Technicolor

Il processo cinematografico Technicolor fu la tecnologia dominante per girare film a colori a Hollywood negli anni ’30 e ’40. Influenzò il modo in cui due progetti cinematografici sulla Terra di Oz raggiunsero (o non raggiunsero) il loro pubblico.

In negativo, l’animatore Ted Esbaugh non poté distribuire il suo cartone animato di Oz del 1933 a causa di una disputa legale con la Technicolor Motion Picture Corp. che manteneva uno stretto controllo sui suoi processi.

In positivo, il film della MGM The Wizard of Oz del 1939 fu trionfalmente realizzato in Technicolor, nel nuovo processo a colori a 3 strisce della compagnia. (Il primo film di Hollywood con il processo a 3 colori fu realizzato nel 1935; altri cinque furono realizzati nel 1936 e venti nel 1937). Fu una grande conquista logistica: le enormi cineprese necessarie per il processo Technicolor 3-strip dovevano essere affittate dalla Technicolor Corp. e richiedevano test e pulizia quotidiani. Per un’inquadratura complessa che richiedeva più cineprese (e la produzione di Oz ne richiedeva ben nove per alcune scene), la troupe della MGM a volte doveva girare di notte, poiché quello era l’unico momento in cui il numero necessario di cineprese era disponibile.
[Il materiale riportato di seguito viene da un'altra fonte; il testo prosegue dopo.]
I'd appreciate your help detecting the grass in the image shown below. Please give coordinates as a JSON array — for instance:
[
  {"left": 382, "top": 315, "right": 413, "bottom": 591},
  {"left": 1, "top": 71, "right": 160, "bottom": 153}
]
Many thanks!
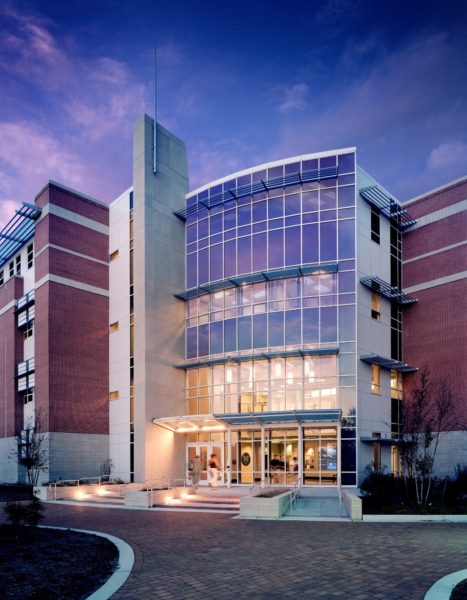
[{"left": 0, "top": 525, "right": 118, "bottom": 600}]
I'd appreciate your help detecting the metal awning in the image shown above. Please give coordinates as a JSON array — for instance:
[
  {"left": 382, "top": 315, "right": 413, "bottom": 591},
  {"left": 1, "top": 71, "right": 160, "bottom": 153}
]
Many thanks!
[
  {"left": 360, "top": 275, "right": 418, "bottom": 305},
  {"left": 0, "top": 202, "right": 42, "bottom": 268},
  {"left": 360, "top": 354, "right": 418, "bottom": 373},
  {"left": 152, "top": 415, "right": 225, "bottom": 433},
  {"left": 359, "top": 185, "right": 417, "bottom": 230},
  {"left": 174, "top": 348, "right": 339, "bottom": 370},
  {"left": 360, "top": 436, "right": 400, "bottom": 446},
  {"left": 174, "top": 263, "right": 338, "bottom": 300},
  {"left": 214, "top": 409, "right": 342, "bottom": 425},
  {"left": 174, "top": 167, "right": 337, "bottom": 221}
]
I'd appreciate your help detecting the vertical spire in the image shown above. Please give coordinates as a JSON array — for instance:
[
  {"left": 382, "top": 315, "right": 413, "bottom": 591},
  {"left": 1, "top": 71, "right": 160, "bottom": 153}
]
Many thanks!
[{"left": 153, "top": 41, "right": 157, "bottom": 173}]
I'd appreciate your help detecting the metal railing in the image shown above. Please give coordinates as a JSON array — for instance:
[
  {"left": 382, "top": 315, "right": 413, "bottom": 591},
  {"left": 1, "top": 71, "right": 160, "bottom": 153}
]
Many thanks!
[{"left": 49, "top": 475, "right": 109, "bottom": 500}]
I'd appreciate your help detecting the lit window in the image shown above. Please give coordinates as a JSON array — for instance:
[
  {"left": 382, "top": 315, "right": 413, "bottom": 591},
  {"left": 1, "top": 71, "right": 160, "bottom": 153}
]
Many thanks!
[
  {"left": 371, "top": 292, "right": 381, "bottom": 321},
  {"left": 27, "top": 244, "right": 34, "bottom": 269},
  {"left": 371, "top": 365, "right": 381, "bottom": 394},
  {"left": 23, "top": 390, "right": 34, "bottom": 404},
  {"left": 371, "top": 206, "right": 380, "bottom": 244}
]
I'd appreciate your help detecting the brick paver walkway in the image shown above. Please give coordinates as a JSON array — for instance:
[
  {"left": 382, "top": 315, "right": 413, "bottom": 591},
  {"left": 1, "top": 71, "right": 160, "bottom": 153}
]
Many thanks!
[{"left": 30, "top": 504, "right": 467, "bottom": 600}]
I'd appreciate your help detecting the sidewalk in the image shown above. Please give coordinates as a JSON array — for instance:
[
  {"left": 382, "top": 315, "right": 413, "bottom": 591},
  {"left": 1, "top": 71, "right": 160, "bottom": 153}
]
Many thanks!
[{"left": 20, "top": 504, "right": 467, "bottom": 600}]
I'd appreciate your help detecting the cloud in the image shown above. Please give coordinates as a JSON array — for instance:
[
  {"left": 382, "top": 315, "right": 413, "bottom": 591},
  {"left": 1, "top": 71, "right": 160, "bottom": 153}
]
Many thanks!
[
  {"left": 278, "top": 83, "right": 309, "bottom": 113},
  {"left": 427, "top": 140, "right": 467, "bottom": 169}
]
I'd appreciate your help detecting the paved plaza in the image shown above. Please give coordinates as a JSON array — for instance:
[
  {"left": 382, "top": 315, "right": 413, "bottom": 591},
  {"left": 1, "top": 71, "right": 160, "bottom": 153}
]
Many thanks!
[{"left": 28, "top": 504, "right": 467, "bottom": 600}]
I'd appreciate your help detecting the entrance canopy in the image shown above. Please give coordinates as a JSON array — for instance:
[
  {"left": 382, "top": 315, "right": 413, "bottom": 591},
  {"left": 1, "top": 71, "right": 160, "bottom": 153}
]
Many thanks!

La Technicolor Corp. forniva il proprio consulente per supervisionare ogni film in Technicolor. (La Technicolor ha anche insistito che ogni studio assumesse almeno uno dei suoi cameraman per ogni film in Technicolor: un primo cameraman Technicolor (250 dollari a settimana), un secondo cameraman (125 dollari) o un terzo (62,50 dollari). Per Oz, la MGM assunse sia il Secondo che il Terzo operatore dalla Technicolor, ma lasciò il proprio uomo Harold Rosson come responsabile generale.

Era necessaria una guida, poiché il processo Technicolor non riproduceva i colori con assoluta fedeltà, e gli aggiustamenti erano necessari. Il colore bianco era un problema consolidato; i costumisti e gli scenografi impararono a sostituire le tonalità di bianco sporco per ottenere l’aspetto del bianco sulla pellicola finale. Ogni scena che veniva girata aveva bisogno di una striscia di prova del colore: una scheda di prova bianca chiamata “lilly” veniva inserita nella scena, e venivano girati tre o quattro piedi extra di pellicola, in modo che lo sviluppo potesse essere regolato verso il blu o il giallo per ottenere il bianco sullo schermo.

(Questo tipo di cura e regolazione non era nuovo per Hollywood. I disegnatori avevano già imparato a impiegare combinazioni stravaganti di colori per produrre accattivanti sfumature di grigio sulla pellicola in bianco e nero.)

Il progetto Oz presentava alcune sfide uniche: la superficie lucida del Boscaiolo di Latta e le scarpette di rubino scintillanti potevano proiettare riflessi nelle telecamere che rovinavano le riprese.

Il processo richiedeva anche un’illuminazione intensa; la MGM usava 150 lampade ad arco da 36 pollici per la produzione e doveva prendere in prestito le luci da altri studios. (Il costo finale della sola illuminazione del film fu di 226.307 dollari). Le temperature sui palchi sonori a volte raggiungevano i 100 gradi F. Era comune che la gente svenisse per il caldo. L’elaborato set di Munchkinland era pattugliato da un ispettore antincendio, che cercava punti caldi e a volte ordinava di abbassare le luci in posti specifici. La forte illuminazione causava casi di affaticamento degli occhi (soprannominati “klieg eyes”); alcuni artisti si lamentarono in seguito che la loro vista era stata colpita in modo permanente.